It's the thirtieth anniversary today of one of the bravest, most creative rescue missions ever: the saving of most of the Entebbe hostages in 1976. The anniversary reports in the media this week emphasize the individual courage of the Israelis who made it possible, and the creativity of the planners and leaders of the rescue. They remind us of the central role that luck - good and bad - played in the amazing episode. They also remind us of how much mis-reporting there was at the time, including a complete cover-up of the active role which the Ugandan and other authorities at the time played in supporting the hijack and providing the German and Arab terrorists with indispensable logistical and practical support.
Israelis of every stripe are anxiously watching what happens in and around Gaza this morning.
The terrorists who grabbed and dragged an Israeli soldier, Gilad Shalit (pictured above) from Israel into Gaza last week are the spiritual heirs to the hijackers of Entebbe. Theirs was no military manouevre; no strategic goal is at stake here other than another in an endless series of attempts to undermine the confidence and sense of security and well-being of Israeli society, and demonstrating that when it comes to jihadism, anything goes. We don't need to spend much time analyzing the terrorists and their motivations, because we have so little to learn from them.
But what about the side-shows? Not much changes.
- Hamas, saying it wishes to resolve the hostage crisis and bring the Israeli teenager home safely, offers this advice: the way "to protect his life and solve the problem [is] through calm diplomatic channels... We reiterate the necessity to resolve this problem with logic and wisdom". So the keys are in our hands. Logic. Wisdom. Diplomacy. The cynical Hamas message recalls the words of Ugandan despot (the media did not call him that at the time) Idi Amin. Rescued hostages say he had a similar devotion to logic, wisdom and diplomacy. According to a Jerusalem Post account, "Amin visited the hostages a number of times, telling them with jolly tones and waving shalom that he was appointed by G-d and was their friend. Their release, he said, was dependent not on him, but on the Israeli government's ability to be reasonable and release 53 Palestinian 'freedom fighters' from jails, primarily in Israel, but also held in France, Germany, Switzerland and Kenya." While dispensing this jovial advice, Amin arranged for hundreds of his troops to guard the airport terminal - against a possible rescue.
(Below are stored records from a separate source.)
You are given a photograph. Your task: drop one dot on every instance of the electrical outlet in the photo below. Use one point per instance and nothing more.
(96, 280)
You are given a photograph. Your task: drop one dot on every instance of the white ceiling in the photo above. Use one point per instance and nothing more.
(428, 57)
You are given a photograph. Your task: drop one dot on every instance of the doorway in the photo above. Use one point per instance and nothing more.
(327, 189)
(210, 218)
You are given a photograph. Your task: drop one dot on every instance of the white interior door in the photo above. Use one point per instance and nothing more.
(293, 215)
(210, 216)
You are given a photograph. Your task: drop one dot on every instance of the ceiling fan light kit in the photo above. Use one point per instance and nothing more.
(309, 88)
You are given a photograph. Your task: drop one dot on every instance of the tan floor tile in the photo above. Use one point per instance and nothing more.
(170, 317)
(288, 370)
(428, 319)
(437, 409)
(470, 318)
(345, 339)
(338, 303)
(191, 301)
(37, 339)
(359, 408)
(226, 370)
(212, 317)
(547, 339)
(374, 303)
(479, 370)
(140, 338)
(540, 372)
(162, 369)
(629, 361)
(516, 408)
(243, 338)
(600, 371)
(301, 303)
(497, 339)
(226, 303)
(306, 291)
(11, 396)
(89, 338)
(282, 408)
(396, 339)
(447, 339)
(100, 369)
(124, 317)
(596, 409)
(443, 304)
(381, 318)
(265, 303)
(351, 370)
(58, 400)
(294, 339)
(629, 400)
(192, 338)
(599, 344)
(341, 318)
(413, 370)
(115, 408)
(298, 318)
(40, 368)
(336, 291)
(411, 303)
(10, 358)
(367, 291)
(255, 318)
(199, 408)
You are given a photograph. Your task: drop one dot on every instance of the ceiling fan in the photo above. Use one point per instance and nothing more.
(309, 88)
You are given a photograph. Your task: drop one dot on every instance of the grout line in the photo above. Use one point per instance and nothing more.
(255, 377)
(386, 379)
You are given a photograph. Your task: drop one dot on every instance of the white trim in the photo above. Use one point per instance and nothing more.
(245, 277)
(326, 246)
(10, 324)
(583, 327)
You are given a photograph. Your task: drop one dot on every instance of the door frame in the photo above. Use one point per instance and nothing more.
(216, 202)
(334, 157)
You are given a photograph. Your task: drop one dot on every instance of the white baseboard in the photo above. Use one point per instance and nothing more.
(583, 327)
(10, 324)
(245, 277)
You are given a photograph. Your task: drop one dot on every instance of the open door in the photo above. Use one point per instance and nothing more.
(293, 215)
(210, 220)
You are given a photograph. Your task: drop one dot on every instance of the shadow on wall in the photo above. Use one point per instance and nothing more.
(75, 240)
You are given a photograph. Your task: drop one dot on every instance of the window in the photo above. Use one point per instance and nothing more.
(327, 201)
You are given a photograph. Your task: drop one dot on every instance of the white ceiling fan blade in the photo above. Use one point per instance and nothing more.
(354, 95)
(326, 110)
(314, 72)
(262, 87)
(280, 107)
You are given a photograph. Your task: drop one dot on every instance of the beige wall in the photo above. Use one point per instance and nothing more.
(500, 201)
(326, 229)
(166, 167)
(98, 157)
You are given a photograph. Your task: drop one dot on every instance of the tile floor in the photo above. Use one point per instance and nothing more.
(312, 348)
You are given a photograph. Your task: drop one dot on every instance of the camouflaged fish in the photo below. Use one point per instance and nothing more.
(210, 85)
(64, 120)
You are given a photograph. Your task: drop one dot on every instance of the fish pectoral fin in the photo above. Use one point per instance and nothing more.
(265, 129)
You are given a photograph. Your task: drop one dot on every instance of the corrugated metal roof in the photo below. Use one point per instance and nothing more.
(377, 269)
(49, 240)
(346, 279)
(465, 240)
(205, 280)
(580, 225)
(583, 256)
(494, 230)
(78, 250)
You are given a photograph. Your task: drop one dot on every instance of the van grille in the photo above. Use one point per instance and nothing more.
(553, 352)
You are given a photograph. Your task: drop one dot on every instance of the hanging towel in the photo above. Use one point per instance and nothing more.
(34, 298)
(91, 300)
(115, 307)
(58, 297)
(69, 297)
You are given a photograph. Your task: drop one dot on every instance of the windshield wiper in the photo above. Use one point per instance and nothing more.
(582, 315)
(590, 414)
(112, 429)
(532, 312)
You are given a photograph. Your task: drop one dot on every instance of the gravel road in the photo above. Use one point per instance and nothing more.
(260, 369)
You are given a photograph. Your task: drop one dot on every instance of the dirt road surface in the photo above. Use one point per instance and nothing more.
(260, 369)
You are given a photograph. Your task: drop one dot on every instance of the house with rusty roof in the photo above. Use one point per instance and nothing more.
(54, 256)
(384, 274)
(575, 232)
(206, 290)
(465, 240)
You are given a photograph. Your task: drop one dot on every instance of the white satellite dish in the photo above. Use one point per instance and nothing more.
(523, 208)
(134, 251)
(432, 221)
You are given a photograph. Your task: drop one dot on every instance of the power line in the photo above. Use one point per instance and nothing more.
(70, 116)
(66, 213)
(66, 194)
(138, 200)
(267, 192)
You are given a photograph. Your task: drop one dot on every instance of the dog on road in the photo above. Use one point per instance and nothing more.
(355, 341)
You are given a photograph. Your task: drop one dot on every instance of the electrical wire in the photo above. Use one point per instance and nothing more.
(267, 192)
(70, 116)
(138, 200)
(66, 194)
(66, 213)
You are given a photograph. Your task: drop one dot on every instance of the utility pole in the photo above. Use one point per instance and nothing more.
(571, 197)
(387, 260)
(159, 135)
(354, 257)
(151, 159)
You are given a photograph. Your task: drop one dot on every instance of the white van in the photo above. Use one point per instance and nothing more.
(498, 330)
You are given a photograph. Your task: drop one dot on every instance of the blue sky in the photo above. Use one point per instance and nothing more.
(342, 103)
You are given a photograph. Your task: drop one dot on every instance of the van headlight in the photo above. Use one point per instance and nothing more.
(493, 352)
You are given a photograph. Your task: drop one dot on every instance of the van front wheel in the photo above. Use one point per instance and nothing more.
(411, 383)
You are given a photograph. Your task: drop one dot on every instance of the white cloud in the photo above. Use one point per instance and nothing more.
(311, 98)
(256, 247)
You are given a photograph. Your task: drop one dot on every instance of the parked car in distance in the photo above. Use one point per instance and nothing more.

Thank you, President Amin. You taught us a valuable lesson.
- Back then, the breathtaking Israeli rescue produced a depressingly familiar diplomatic reaction that is mostly forgotten today: a resolution to the UN Security Council condemning Israel for its "act of aggression". Yes, aggression. Yesterday, the government of Switzerland declared sonorously that "a number of actions by the Israel Defense Forces in their offensive against the Gaza Strip have violated the principle of proportionality and are to be seen as forms of collective punishment, which is forbidden". Proportionality, we've noticed, is one of those extremely subjective metrics that changes size the further you are from the party accused of doing it. Not to be left behind, Indonesia has cancelled its tennis game against Israel.
- Also on the international relations front: the Palestinian Justice Ministry says this morning (via the London-based daily al-Quds al-Arabi) that they are filing a petition against Israel with the International Criminal Court in The Hague. They say Israeli air strikes against government buildings, power stations and a school in the Gaza Strip are blatant violations of international law. Strangely they say nothing about jihadist attacks on schools, restaurants, buses and hitch-hiking posts. Having personally been at The Hague when the Palestinians last sent lawyers there to bludgeon Israel (at the World Court hearings into the legality of the Israeli security barrier in 2004), we can only salute their strategic thinking; this kind of tactic works. When it comes to The Hague, the old Australian advertising slogan is as true as ever: "When you're on a good thing, stick to it."
- The positive resolution of the Entebbe hijacking was not the end of Arab terrorism in the seventies. It was more like the beginning and was rapidly followed by many other outrages. Here, the snatching of Gilad Shalit, the cold murder of Eliyahu Asheri, have been framed before, after and during by ongoing shooting attacks on civilians and missile firings into any accessible part of Israel. This morning, Gaza Palestinian terrorists fire three Qassams into Israel from the northern Gaza Strip. One lands near Kibbutz Yad Mordechai and two in open fields near Kibbutz Nahal Oz. (These are neither military targets nor disputed territory. They are simply Israel.)
- Israeli Arab members of the Knesset made their contribution yesterday to the national anxiety. Having been asked by parliamentary colleagues to add their voices and moral weight to calls by most Knesset members for the release of Gilad Shalit, they refused, preferring instead to call on their Palestinian brethren to extend an ultimatum issued earlier Monday so there could be more time to broker a "prisoner" swap - the kidnapped soldier for terrorists like our daughter's murderer. In plain words, an expression of confidence in the terror gangs and their strategy. MK Mohammed Barakeh expressed their position with his usual straight talk to a fellow MK: "I won't do anything at your request." Our taxes at work.